I am bit afraid of jumping right in into this heated discussion but I
am going to give it a shot anyway. Working around bugs in somebody
else's software is a tricky business: it's a judgement call and in case
of a reference implementation (ok, c-client is a imap reference
implementation, not pop3 but I can imagine many people may treat it as
such) may cause an injustified impression that the bugs are not really
bugs but just features. Assuming that you really have to work around
this missing USER capability , I am not sure whether shifting
responsibility of maintaining such modifications from you to the author
of c-client is fair - he seemed to be reluctant to accept it, didn't he?

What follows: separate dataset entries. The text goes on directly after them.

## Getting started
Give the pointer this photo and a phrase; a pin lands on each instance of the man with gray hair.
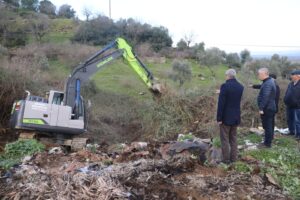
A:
(229, 115)
(267, 105)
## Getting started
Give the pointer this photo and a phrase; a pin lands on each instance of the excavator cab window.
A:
(58, 98)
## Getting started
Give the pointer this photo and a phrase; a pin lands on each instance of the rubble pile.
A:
(173, 170)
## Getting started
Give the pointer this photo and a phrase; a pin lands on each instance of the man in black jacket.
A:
(266, 104)
(273, 76)
(229, 115)
(292, 101)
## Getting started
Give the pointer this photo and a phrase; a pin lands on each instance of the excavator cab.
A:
(64, 113)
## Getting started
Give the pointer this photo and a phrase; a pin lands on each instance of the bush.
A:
(16, 151)
(3, 51)
(181, 72)
(101, 30)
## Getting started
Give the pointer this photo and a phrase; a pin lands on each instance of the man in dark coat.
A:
(257, 86)
(229, 115)
(266, 104)
(292, 102)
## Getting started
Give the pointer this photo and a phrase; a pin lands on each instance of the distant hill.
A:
(293, 55)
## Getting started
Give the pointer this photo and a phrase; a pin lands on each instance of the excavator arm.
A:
(84, 71)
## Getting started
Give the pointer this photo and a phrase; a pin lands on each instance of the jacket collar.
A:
(266, 79)
(230, 80)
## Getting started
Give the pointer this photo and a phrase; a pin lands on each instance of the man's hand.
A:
(261, 112)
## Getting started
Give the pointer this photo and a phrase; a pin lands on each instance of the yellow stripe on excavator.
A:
(132, 61)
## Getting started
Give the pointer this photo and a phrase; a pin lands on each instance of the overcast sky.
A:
(231, 25)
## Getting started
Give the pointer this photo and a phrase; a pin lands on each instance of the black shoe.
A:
(263, 146)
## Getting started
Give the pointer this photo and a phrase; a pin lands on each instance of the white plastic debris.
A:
(55, 150)
(283, 131)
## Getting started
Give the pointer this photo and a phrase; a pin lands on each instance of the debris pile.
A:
(140, 170)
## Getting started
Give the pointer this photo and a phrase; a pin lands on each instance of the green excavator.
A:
(63, 115)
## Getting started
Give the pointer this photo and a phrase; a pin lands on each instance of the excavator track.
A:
(75, 144)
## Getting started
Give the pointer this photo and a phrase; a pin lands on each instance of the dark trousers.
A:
(267, 120)
(297, 122)
(228, 136)
(290, 116)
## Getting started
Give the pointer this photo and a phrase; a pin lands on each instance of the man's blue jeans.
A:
(267, 120)
(290, 116)
(297, 122)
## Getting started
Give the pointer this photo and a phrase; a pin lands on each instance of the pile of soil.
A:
(134, 171)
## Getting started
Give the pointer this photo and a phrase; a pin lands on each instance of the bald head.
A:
(263, 73)
(230, 74)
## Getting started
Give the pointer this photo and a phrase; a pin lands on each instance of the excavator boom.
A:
(84, 71)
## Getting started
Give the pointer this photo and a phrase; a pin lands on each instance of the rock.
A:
(194, 148)
(271, 179)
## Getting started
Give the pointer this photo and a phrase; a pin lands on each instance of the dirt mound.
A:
(103, 175)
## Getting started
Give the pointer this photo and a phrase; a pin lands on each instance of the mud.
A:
(134, 172)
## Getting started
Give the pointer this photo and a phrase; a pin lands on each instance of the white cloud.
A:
(231, 25)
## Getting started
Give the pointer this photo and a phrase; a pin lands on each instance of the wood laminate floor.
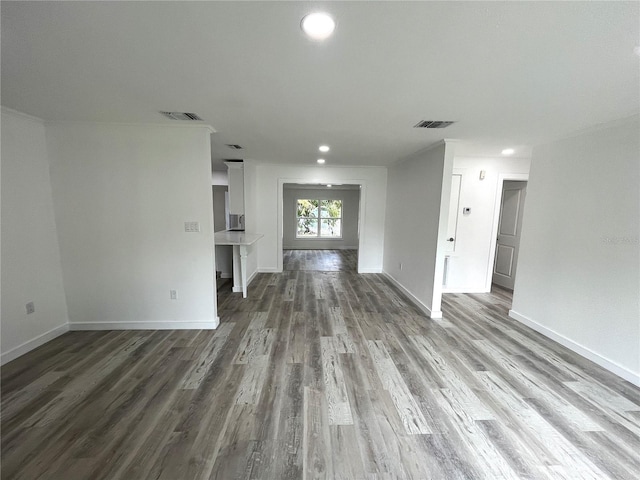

I am sure that you would succeed convincing the right people (i.e. the
writers of the buggy server) if you really wanted to, if you tried as
hard as you try here. (have you tried?). It would be much better spent
time - it would not only fix interaction with c-client but all the
other standard conforming POP3 implementations.
Pawel
PS. my reading of RFC1939 is that it is ok to try USER but send PASS
only if the server answered with +OK. Since the server in question has
CAPA, it is a RFC2449-compliant server and the CAPA response is the
authorative way of finding out which commands are available. While I do
not see in RFC2449 an explicit statement that client MUST NOT try
unadverstised commands, it is pretty much in the spirit of CAPA: if
CAPA was not authorative it would serve no purpose.